La politique extérieure de la France resta fidèle à ses principes gaullistes jusqu’aux derniers mois du quinquennat de Jacques Chirac. À quelques exceptions notables, ces principes avaient été également respectés par François Mitterrand qui les interprétait dans une perspective historique comme une exigence de l’identité française. À l’opposé, Nicolas Sarkozy les a bafoués, introduisant une rupture avec la vision séculaire du pays.

Le président Sarkozy a ouvert grandes les portes du pouvoir aux lobbys, aussi bien atlantiques que sionistes. Il les a installés dans les centres de décision de l’Exécutif et a adopté leur rhétorique. Il a remis la politique extérieure de la France dans les mains de l’OTAN au plan militaire, et dans celles de l’Union européenne au plan économique.

On ne saurait néanmoins oublier que la Gauche française est historiquement plus proche de l’État sioniste que la droite. Elle a travaillé main dans la main avec son homologue israélienne pour recruter et enrôler des personnalités de la Gauche arabe. Elle a occulté le caractère colonial et raciste du projet sioniste et a donné corps au mythe selon lequel il existerait des forces progressistes en Israël avec lesquelles il serait possible d’instaurer une « paix populaire » aboutissant à une normalisation politique.

Par le passé, le lobby sioniste avait pu influer sur de nombreuses forces de la Gauche française, voire contrôler le Parti socialiste. Mais il est évident que les temps ont changés, que l’ensemble de la Gauche a connu de profonds bouleversements, y compris le Parti socialiste.

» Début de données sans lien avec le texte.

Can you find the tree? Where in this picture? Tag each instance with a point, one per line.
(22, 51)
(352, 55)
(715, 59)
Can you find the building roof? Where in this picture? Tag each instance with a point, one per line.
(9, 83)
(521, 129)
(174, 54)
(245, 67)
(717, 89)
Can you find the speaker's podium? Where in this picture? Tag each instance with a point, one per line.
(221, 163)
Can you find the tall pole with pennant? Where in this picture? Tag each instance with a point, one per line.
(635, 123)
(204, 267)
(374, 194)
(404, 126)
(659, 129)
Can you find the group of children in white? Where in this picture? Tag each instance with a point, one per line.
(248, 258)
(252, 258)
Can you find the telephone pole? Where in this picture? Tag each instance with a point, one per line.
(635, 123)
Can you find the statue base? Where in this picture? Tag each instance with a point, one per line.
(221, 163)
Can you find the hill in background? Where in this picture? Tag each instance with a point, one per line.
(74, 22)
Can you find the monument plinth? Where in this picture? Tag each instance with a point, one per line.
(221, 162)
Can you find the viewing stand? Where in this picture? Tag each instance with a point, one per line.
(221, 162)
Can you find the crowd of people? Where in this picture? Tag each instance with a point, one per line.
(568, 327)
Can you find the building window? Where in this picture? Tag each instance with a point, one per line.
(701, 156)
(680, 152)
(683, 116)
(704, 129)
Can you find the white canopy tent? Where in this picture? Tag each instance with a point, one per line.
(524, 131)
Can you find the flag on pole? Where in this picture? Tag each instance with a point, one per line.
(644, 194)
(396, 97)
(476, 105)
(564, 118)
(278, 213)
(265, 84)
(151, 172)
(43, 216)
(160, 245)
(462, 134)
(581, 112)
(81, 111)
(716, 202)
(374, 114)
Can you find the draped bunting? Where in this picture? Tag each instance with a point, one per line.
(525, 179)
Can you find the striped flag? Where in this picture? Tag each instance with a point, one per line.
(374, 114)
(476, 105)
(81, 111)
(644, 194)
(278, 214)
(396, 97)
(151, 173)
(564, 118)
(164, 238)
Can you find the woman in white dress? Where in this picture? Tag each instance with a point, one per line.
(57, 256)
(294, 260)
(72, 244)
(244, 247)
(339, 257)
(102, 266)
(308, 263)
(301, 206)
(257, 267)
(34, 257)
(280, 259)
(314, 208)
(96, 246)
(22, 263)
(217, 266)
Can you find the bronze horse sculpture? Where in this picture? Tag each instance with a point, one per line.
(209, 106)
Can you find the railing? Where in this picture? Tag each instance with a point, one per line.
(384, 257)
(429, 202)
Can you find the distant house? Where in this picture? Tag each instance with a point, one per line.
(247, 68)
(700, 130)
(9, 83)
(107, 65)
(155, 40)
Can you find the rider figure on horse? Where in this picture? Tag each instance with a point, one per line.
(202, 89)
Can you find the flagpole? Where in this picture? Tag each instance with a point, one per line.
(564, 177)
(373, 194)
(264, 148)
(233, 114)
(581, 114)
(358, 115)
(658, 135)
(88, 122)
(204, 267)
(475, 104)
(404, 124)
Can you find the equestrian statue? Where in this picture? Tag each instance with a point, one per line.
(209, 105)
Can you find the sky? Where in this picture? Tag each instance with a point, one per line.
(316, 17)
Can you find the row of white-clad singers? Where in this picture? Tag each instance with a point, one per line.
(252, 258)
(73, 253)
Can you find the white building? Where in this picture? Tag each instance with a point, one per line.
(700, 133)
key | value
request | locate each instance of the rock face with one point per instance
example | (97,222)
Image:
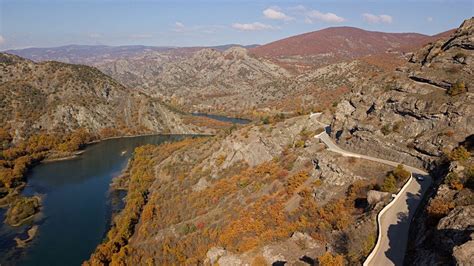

Nicolas Sarkozy a utilisé ses origines juives pour mieux intégrer les sionistes au sein de son parti, leur livrant à la fois le secrétariat général de l’UMP et la présidence du Groupe parlementaire. Et il a donné des gages aux sionistes de gauche pour liquider le gaullisme. En retour, le lobby sioniste l’a soutenu de tout son poids, faisant de lui l’homme fort du pays.

Toutefois les Français n’ont pas tardé à se rendre compte que les priorités de leur président n’étaient pas celles de leur pays.

Le soir de l’élection présidentielle, les opposants au régime syrien ont reçu instruction de quitter la place de la Concorde, où ils s’étaient rassemblés pour acclamer Nicolas Sarkozy en cas de victoire, et de rejoindre la place de la Bastille, pour s’infiltrer parmi les partisans du candidat victorieux François Hollande. Devant les caméras, ils ont déployé des drapeaux syriens. Pas ceux à bande rouge et deux étoiles de la République arabe syrienne, mais ceux à bande verte et trois étoiles du mandat français, devenus drapeaux de la « révolution sarkozyenne » en Syrie. Ce fut l’ultime cadeau piégé de l’opposition syro-élyséenne durant les toutes dernières minutes de l’omnipotence de Nicolas Sarkozy.

Dans ce contexte, les analyses se succèdent pour tenter de discerner l’avenir de la politique étrangère française. Cependant, il n’est pas possible de répondre à cette question tant que la composition du gouvernement et des cabinets ministériels n’est pas connue.

Quoi qu’il en soit, il se pourrait que la question syrienne devienne centrale dans la réorganisation de la politique extérieure. Et ce, d’autant plus facilement qu’elle n’est pas un enjeu de politique intérieure.

Dans un mémorandum stratégique remis à leur futur président, un groupe d’experts du Parti socialiste a montré que le président sortant a bel et bien mené une guerre personnelle en Syrie, sans lien avec les intérêts français. Cette initiative a placé la France en porte à faux avec des aspects traditionnels de sa politique, et a porté atteinte à sa crédibilité sur tous les fronts.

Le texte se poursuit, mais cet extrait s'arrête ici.